Your word of the day is Archeoporn. This word sums up the documentary "The Lost Tomb of Jesus"
where a couple of filmmakers claimed that they had found Jesus's grave with Jesus's bones. It was applied to this documentary by Dr. Reed, during an experts panel after the show. Dr. Reed is a co-author of In Search of Paul
, which is an excellent book that I have discussed earlier. This of course fits with Simcha Jacobovici's method. He takes a bunch of highly unlikely interpretations and strings them together in a format that titillates more than informs.
My biggest complaint concerned their "statistical" analysis. It was very ad-hoc with very little rigor and the assumptions weren't explained well and they may or may not have been valid. Additionally if you assume for the sake of roundness that there were only 60,000 families, you would expect to see this cluster of names in 100 tombs. So overall it was a very weak argument.

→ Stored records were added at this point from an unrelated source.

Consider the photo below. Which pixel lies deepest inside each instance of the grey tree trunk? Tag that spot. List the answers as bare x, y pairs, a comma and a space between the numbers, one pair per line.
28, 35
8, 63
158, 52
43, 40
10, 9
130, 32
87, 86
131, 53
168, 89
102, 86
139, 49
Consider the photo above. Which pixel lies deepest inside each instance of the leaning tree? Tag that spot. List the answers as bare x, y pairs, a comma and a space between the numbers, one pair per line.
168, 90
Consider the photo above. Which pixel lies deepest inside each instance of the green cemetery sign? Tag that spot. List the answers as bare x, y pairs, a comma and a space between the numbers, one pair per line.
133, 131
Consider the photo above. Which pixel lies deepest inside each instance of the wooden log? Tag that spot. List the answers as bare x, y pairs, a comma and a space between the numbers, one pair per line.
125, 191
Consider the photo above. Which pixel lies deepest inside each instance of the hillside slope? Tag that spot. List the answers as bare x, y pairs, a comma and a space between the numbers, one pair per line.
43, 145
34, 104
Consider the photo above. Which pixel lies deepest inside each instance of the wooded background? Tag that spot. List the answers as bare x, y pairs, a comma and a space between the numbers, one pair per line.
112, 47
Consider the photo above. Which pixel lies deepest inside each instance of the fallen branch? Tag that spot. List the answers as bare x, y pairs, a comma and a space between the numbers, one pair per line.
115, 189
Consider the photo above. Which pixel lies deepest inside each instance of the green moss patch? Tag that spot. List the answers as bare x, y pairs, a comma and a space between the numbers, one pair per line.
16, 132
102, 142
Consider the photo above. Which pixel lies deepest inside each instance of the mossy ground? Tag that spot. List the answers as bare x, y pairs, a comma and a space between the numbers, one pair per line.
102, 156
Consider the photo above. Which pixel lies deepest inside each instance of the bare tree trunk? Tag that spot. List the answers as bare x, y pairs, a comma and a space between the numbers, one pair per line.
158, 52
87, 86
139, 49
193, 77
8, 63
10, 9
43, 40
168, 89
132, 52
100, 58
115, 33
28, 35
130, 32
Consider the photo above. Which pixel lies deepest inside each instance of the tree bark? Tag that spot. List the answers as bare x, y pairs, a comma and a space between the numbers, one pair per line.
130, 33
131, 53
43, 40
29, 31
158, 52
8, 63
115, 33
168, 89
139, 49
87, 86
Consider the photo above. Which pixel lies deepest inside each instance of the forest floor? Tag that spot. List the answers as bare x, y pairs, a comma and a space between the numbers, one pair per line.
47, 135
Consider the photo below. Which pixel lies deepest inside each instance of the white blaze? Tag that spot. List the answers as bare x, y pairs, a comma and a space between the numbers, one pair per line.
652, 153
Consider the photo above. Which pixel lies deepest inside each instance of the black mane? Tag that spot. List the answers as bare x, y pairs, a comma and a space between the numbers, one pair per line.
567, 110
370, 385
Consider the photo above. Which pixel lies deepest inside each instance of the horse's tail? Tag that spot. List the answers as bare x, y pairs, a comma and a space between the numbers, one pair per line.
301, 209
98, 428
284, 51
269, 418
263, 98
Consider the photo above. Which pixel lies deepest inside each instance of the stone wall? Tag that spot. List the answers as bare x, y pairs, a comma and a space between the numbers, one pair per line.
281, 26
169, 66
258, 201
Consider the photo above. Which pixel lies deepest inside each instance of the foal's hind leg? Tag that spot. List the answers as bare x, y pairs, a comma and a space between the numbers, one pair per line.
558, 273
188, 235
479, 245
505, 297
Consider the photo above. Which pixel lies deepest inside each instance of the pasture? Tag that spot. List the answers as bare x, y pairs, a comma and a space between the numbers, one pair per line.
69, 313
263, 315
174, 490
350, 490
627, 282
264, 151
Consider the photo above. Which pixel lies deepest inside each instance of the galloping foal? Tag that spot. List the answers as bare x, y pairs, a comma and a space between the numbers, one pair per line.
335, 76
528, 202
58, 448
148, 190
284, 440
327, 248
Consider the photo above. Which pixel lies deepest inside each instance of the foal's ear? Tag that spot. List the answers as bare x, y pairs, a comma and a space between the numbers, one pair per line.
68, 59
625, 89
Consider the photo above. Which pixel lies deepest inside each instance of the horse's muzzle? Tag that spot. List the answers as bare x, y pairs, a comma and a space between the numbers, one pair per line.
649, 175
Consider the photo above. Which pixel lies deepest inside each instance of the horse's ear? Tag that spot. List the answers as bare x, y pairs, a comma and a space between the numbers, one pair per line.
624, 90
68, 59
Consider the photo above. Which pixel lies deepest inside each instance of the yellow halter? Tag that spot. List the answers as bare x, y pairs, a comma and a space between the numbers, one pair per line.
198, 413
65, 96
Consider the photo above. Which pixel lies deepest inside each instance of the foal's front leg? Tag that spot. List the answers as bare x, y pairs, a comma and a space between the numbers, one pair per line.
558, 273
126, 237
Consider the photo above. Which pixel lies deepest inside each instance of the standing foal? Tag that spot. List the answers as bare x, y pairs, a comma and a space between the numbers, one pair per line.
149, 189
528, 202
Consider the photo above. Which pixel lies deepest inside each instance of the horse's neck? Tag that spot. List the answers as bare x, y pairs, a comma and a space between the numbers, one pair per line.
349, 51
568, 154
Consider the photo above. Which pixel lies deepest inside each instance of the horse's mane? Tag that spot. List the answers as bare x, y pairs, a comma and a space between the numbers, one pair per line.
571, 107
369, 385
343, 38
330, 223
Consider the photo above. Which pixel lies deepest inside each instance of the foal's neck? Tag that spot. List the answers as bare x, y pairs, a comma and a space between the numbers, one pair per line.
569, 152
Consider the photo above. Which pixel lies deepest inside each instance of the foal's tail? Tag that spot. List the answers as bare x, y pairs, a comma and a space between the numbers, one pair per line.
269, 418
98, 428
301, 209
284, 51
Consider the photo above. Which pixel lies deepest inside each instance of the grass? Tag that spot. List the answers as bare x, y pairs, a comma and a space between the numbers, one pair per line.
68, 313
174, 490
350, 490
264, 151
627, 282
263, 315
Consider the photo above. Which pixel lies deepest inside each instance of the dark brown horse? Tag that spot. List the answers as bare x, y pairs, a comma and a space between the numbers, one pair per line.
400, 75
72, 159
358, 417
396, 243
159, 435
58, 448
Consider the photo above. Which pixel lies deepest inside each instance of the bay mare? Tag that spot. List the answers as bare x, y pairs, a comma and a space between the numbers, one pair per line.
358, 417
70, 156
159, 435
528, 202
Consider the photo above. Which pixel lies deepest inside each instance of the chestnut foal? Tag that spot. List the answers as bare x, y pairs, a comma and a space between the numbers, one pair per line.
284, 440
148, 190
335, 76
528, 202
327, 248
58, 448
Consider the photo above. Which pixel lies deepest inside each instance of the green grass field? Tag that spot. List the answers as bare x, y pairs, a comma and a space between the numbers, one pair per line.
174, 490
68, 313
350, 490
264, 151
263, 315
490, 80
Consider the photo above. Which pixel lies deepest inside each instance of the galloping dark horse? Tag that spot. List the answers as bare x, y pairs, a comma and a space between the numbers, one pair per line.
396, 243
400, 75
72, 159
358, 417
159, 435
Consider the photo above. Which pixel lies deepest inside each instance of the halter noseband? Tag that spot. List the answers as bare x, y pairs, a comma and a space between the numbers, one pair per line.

Additionally they linked their ossuaries to the James ossuary
, an alleged forgery. The ossuary is real, but the inscription is suposedly a modern addition. It turns out that one of the 10 ossuaries that were found in the Talpiot Tombs went missing. The film claims that the James ossuary is the missing ossuary. Since the inscription is a forgery, it would cast into doubt all of the inscriptions if there is in fact a link between the ossuaries.
Overall the film, while it was about two hours in length, could have been presented in 15 minutes. In fact there wasn't much new information that wasn't contained in their original media circuit on the Today show and others.